Es handelt sich dabei teilweise um Titel, die
auf dem ägyptischen Markt erhältlich sind. Die
offiziellen Stellen leugnen nach wie vor, dass es sich um Zensur
handelt. Der Arabische Verlegerverband fühlt sich nicht
zuständig und setzt sich zum Ärger vieler Verleger nicht
für die Interessen seiner Mitglieder ein. Er beteuert
lediglich, dass er keine schriftlichen Beschwerden bekommen habe.
Die staatliche Literaturzeitschrift "Akhabar al-Adab" vermutet eine
Bücher-Mafia hinter den verschwundenen Titeln und macht sich
Sorgen um das Bild Ägyptens im Ausland.
Das Problem ist - nach Meinung von Sayyid
Mahmud, Feuilletonist bei der Wochenzeitschrift "al-Ahram al-Arabi"

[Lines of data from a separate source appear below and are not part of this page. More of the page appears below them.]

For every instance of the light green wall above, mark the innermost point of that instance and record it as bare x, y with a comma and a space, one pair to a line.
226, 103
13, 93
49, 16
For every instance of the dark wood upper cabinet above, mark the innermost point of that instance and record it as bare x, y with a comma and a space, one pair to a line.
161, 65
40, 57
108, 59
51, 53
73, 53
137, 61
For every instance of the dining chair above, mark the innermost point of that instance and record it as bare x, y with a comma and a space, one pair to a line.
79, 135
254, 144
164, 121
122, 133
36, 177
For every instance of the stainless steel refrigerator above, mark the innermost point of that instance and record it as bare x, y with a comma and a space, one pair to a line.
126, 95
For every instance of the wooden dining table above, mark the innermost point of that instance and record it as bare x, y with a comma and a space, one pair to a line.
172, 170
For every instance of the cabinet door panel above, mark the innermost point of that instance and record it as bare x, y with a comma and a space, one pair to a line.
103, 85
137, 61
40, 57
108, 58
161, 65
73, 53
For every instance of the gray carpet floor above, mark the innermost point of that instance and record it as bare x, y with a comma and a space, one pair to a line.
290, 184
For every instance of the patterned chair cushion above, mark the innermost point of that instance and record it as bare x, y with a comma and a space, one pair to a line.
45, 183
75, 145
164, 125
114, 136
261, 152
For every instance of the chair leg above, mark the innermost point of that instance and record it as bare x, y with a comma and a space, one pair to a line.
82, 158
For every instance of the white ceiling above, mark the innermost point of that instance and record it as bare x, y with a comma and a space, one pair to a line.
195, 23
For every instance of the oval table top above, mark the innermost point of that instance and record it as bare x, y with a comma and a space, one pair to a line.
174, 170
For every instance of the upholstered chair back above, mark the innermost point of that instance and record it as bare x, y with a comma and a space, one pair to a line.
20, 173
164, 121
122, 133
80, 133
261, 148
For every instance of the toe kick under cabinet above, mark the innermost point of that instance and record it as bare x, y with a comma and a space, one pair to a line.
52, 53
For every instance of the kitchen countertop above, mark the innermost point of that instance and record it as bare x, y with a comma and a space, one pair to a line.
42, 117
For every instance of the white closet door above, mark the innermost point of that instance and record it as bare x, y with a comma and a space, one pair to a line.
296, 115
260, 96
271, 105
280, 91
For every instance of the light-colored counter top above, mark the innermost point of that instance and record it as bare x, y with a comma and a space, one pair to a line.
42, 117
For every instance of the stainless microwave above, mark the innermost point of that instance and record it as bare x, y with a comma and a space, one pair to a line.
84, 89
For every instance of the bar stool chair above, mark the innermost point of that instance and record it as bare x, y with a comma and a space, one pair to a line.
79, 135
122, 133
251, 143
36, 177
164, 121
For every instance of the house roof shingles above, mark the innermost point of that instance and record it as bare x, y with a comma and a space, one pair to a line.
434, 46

und bei "al-Hayat" -, dass niemand sagen kann, wer hinter den
Zensurmaßnahmen steckt. Sind es Sicherheitsbehörden oder
das Informationsministerium? Die Verleger bekommen keine
Bescheinigung über ihre beschlagnahmten Bücher und haben
somit nichts in den Händen, um rechtliche Schritte
einzuleiten. Nun hoffen sie, dass ihre beschlagnahmten Bücher
zurückgeschickt werden.
Bereits vor dem Start der diesjährigen
Buchmesse in Kairo kursierte die Nachricht, dass es einen deutschen
Schwerpunkt geben werde. Diese Ankündigung entpuppte sich als
Falschmeldung, aber die Idee ist trotzdem nicht vom Tisch. Auf dem
deutsch-arabischen Symposium "Erkenntnisse und Ausblick nach dem
Gastauftritt der Arabischen Welt auf der Frankfurter Buchmesse", zu
dem die Deutsche Welle und das Goethe-Institut eingeladen hatten,
empfand Volker Neumann, Präsident der Frankfurter Buchmesse,
die Idee als eine große Ehre. Um sie zu verwirklichen, brauche
man allerdings viel Zeit und die Zusammenarbeit der verschiedenen
in der Auswärtigen Kulturpolitik tätigen Institutionen.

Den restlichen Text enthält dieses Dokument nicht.